Minneapolis Star Tribune
Butler’s prose is very much a reflection of his characters, particularly Lyle—simple but not austere, forthright yet reverent. And he pragmatically poses questions of faith through his characters.… The story's pace begins slowly but steadily builds to a climactic ending. Readers may love or hate where and how Butler chooses to end the story, but there is no doubt their reaction will be informed by their own faith.
USA Today
★ [B]reathtaking yet devastating…. Butler weaves questions surrounding faith, regret, and whether it’s possible to love unconditionally.… Secondary plots, including Lyle’s friend Hoot’s slow decline from cancer, Shiloh’s adoption story, and Peg and Lyle’s early courtship, are brief but equally resonant. This is storytelling at its finest.
Publishers Weekly
★ A beautifully realized meditation on the nature of parenting and living in a perplexing (and often cruel) world. Enthusiastically recommended for parents and fans of literary fiction.
Library Journal
Exploring the complexities of faith and family, Butler… also tackles the power and pitfalls of devout Christianity.… Butler’s sense of place, which lets seasonal shifts and harvest cycles, propel the novel forward. Little Faith is quietly and deeply moving.
Booklist
The novel is like a favorite flannel shirt, relaxed and comfortable, well-crafted even as it deals with issues of life and death, faith and doubt.… Though the plot builds toward a dramatic climax, it ends with more of a quiet epiphany.
Kirkus Reviews
Discussion Questions
We'll add publisher questions if and when they're available; in the meantime, use our LitLovers talking points to help start a discussion for LITTLE FAITH … then take off on your own:
1. You might start id a discussion of Little Faith by talking about the Hovde family relationships. How do the family dynamics among the four set them up to react the way each does when the crisis unfolds?

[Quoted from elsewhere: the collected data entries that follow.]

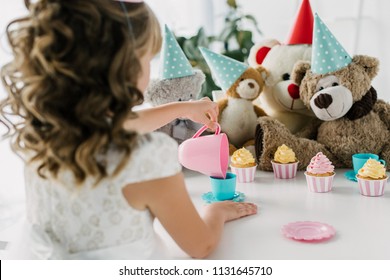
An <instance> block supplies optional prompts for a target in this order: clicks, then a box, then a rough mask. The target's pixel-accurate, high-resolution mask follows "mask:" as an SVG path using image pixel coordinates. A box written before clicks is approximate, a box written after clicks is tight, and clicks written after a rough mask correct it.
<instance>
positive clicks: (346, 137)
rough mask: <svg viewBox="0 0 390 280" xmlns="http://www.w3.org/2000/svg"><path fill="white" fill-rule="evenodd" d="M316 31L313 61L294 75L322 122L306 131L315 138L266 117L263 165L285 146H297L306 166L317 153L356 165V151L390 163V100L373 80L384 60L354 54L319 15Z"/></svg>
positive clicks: (366, 55)
mask: <svg viewBox="0 0 390 280" xmlns="http://www.w3.org/2000/svg"><path fill="white" fill-rule="evenodd" d="M315 30H316V32H315V33H314V34H317V36H318V38H317V40H316V42H317V43H316V45H314V46H313V55H312V61H311V63H309V62H305V61H299V62H297V63H296V64H295V66H294V69H293V73H292V79H293V81H294V82H295V83H297V84H298V85H299V87H300V93H301V99H302V101H303V103H304V104H305V105H306V106H307V107H308V108H311V110H312V111H313V112H314V114H315V115H316V117H317V118H319V119H320V120H322V122H321V123H319V124H318V125H317V126H313V127H312V128H311V129H310V130H307V131H306V133H307V134H308V135H311V136H310V138H313V140H312V139H308V138H302V137H298V136H296V135H293V134H292V133H291V132H290V131H289V130H288V128H287V127H286V126H284V125H283V124H282V123H281V122H279V121H278V120H276V119H272V118H269V117H264V118H260V119H259V124H258V126H257V128H256V137H255V141H256V143H255V149H256V157H257V160H258V161H259V168H260V169H262V170H268V171H271V170H272V166H271V160H272V159H273V155H274V153H275V151H276V149H277V147H278V146H280V145H282V144H286V145H287V146H289V147H290V148H292V149H293V150H294V152H295V154H296V157H297V159H298V160H299V167H298V168H299V169H301V170H302V169H304V168H305V167H306V166H307V165H308V164H309V162H310V160H311V158H312V157H313V156H314V155H315V154H316V153H317V152H322V153H323V154H325V155H326V156H327V157H328V158H329V159H330V161H331V162H332V163H333V165H334V166H335V167H336V168H351V167H352V155H353V154H355V153H364V152H369V153H374V154H378V155H379V157H380V158H382V159H384V160H385V161H386V162H390V141H389V139H390V104H389V103H386V102H385V101H383V100H377V93H376V90H375V89H374V88H373V86H372V84H371V83H372V80H373V78H374V77H375V76H376V75H377V73H378V67H379V61H378V60H377V59H376V58H373V57H370V56H367V55H355V56H353V58H352V57H350V56H349V55H348V53H347V52H346V51H345V49H344V48H343V47H342V46H341V44H340V43H339V42H338V41H337V40H336V39H335V37H334V35H332V33H330V31H329V29H328V28H327V27H326V25H325V24H324V23H323V22H322V21H321V19H320V18H319V17H318V15H316V17H315ZM387 169H389V166H388V165H387Z"/></svg>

2. Years ago Lyle and Peg lost their baby son; as a result Lyle has struggled with his faith. Is Lyle's doubt understandable, or is there a way forward—to reconcile tragedy with belief? (This is a branch of philosophy called theodicy, which is often expressed more colloquially as "why do bad things happen to good people?")
3. Other than religious, what other kinds of faith exist in this book? What about faith in the bonds of family and community, or faith in what seems to be right? Does/should religious faith take precedence over other faiths?

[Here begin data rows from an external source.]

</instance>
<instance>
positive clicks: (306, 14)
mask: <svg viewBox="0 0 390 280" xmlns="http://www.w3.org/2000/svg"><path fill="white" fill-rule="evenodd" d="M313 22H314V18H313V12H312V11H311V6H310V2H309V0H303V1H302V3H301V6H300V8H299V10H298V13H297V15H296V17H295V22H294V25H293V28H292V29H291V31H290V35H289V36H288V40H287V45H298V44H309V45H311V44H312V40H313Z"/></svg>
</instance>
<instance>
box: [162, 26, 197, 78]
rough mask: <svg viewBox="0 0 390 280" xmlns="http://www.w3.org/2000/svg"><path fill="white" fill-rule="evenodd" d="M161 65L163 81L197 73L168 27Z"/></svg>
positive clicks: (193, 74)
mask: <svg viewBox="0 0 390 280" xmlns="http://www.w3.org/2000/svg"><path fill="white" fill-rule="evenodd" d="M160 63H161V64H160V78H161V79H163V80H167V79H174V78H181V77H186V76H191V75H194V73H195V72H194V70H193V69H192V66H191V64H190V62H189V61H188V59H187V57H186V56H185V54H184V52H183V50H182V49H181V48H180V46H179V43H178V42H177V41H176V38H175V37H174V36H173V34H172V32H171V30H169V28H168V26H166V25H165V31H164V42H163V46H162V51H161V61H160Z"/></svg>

4. What are your thoughts about Steven, especially his influence over Shiloh? How do you see Shiloh as a parent?
5. Where do your sympathies lie in this novel? Whom do you find fault with most?
6. The end of the novel offers no easy answers or resolutions. Do you find the ending satisfying, or would you have preferred a more definitive conclusion? Perhaps the author intended to leave it up to the reader to supply the novel's ending. If so, how would you write it?
(Questions by LitLovers. Please feel free to use them, online and off, with attribution. Thanks.)